Thursday, February 24, 2011

On Family History:

I don’t talk about my family much here. Mostly because they would gleefully scratch my eyes out if I did. (They don’t like my Gothiness and don‘t want to be in any way associated with it. God, or the fashion police might find out.)

Anyway, I will talk about my dead relatives as they are visited by me more often than they are by the other ‘livings’ in the family and they don’t seem to mind.

As a kid I was fascinated by two of my Grandfathers brothers relationships.

Great Uncle S was married, a bit later in life, to a wonderful and smart, widowed woman Great Aunt C who had a grown daughter B. Now Great Uncle S was a very smart guy, an inventor in his spare time, and he held many patents that monetarily sustained both he and his wife for many years and through their old age, very well in deed.

Great Uncle K was younger then both Granddad and Great Uncle S. He was very smart too, but in a book sense. He was a farmer by trade. But every moment he could spare had his head in any text book he could get his hands on. He could talk science and geography better than anyone else I ever knew. I learned a lot from him over the years he was alive.

The facts of who started dating who first are to this day unclear in the family story telling. But I believe that in reality it was a double dating thing. Uncles S and K dated and later married this mother daughter duo.

Great Uncle S and his wife Great Aunt C didn’t have any kids of their own. But Great Uncle K and his wife Great Aunt B did. And they were the same ages as me and my sister.

My fascination was with the children’s relationships in all this. Their Grandmother was also their Aunt and their Grandfather was also their Uncle. This seemed to interest them very little. Mostly I suspected at the time, it was because they were not intelligent at all, which also fascinated me their being born into a very intelligent gene pool.
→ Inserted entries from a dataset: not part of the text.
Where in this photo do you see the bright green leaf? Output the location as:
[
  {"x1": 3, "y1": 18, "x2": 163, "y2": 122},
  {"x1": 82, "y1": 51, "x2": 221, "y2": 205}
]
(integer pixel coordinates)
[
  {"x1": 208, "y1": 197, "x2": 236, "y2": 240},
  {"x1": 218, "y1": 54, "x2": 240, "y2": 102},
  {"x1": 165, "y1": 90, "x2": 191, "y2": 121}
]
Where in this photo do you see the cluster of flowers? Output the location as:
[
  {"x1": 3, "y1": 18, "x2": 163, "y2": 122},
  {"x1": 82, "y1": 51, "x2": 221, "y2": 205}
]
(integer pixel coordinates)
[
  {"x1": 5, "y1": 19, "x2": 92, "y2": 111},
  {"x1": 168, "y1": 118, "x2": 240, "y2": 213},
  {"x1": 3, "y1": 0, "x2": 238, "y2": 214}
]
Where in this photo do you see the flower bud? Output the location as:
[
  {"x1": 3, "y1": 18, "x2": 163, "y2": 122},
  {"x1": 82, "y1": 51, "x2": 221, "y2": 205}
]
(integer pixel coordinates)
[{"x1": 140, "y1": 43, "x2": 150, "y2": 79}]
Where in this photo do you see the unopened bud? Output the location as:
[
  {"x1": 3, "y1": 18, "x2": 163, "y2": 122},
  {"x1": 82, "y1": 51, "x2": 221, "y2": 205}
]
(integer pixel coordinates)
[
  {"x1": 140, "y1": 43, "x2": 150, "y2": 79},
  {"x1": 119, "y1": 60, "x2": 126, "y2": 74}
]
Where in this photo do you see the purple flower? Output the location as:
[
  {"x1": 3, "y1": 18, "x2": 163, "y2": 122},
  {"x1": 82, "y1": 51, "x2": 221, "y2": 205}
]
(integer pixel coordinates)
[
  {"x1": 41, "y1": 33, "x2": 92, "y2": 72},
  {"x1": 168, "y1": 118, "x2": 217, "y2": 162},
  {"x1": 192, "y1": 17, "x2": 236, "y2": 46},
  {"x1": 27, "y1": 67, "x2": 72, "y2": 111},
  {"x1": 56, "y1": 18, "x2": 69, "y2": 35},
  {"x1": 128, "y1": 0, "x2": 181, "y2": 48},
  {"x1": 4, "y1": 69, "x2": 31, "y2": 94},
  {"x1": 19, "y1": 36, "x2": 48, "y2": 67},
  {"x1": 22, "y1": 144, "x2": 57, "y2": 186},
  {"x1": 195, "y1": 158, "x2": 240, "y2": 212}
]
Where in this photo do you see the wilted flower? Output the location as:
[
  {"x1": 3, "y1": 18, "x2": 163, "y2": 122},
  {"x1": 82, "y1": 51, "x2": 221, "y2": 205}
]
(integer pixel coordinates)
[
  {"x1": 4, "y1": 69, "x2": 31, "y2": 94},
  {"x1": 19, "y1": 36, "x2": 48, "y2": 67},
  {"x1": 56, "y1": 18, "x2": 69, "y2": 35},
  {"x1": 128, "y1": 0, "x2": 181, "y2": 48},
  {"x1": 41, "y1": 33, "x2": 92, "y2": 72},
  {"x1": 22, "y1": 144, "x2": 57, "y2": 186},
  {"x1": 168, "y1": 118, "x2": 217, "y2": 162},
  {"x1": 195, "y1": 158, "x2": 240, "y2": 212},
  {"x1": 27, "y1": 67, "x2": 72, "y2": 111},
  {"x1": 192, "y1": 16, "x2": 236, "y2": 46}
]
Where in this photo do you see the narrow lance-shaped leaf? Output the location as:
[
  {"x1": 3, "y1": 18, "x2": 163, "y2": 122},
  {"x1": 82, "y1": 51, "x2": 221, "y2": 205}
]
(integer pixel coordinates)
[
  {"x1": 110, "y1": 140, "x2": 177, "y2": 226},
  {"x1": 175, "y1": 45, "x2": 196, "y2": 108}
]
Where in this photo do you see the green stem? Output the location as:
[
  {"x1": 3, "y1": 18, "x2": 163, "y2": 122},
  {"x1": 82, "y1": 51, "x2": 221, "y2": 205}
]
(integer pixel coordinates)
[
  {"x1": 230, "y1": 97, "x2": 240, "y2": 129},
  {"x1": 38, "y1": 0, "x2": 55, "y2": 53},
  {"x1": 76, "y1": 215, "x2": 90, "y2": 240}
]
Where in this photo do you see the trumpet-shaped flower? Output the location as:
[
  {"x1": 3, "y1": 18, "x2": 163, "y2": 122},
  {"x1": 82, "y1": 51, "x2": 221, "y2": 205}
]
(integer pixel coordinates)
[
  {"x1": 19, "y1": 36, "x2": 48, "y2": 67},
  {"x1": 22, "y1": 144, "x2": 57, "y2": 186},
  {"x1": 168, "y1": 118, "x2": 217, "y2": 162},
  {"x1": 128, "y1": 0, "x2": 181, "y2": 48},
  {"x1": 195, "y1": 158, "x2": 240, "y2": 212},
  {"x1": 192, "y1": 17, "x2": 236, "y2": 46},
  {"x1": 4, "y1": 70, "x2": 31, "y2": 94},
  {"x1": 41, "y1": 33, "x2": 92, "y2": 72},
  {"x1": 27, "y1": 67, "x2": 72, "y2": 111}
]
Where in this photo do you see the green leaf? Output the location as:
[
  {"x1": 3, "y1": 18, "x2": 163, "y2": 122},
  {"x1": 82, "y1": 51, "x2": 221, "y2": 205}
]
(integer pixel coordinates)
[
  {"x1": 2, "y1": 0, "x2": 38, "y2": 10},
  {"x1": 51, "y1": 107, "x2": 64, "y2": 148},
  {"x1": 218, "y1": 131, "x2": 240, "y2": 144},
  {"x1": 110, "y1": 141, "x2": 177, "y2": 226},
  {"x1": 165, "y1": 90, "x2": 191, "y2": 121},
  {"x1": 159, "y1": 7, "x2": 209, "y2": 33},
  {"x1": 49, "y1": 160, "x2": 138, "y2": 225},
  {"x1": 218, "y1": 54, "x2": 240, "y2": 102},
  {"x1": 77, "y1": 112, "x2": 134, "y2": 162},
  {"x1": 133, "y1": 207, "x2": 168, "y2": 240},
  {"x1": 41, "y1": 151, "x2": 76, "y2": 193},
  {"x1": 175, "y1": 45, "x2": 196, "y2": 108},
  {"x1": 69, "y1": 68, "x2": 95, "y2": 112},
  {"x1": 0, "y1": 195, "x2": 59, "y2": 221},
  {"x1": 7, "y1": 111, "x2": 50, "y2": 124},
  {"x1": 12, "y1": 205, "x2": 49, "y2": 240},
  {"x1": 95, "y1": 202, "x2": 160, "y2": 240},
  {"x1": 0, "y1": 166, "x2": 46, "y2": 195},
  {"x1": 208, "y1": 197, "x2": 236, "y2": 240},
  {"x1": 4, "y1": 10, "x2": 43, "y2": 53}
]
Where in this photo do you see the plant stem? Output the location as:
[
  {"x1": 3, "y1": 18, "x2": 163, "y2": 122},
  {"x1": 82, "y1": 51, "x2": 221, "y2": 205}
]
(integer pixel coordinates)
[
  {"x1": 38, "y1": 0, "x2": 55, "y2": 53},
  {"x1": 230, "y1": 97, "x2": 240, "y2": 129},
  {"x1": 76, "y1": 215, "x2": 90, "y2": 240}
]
But in reality, to them, it just was what it was. (The intelligent thing, later being explained to me as birthing accidents.)

To me the relationship thing was a Mark Twain‘s fictional, ‘I’m My Own Grandpa’ kind of story, that was real and belonged to me and my family. And as a kid I never understood why my friends didn’t think it was cool.

1 comment:

Anonymous said...

Fascinating! In my own family, my father has an aunt who's only nine years older than he is (his mother was one of twelve kids), and my mother's mother is only nine years older than he is. My mother, then, is nine years younger than my father--I think they like the number nine! Which doesn't bother me a bit--nine is one of my favorite numbers. Family history has always interested me, too.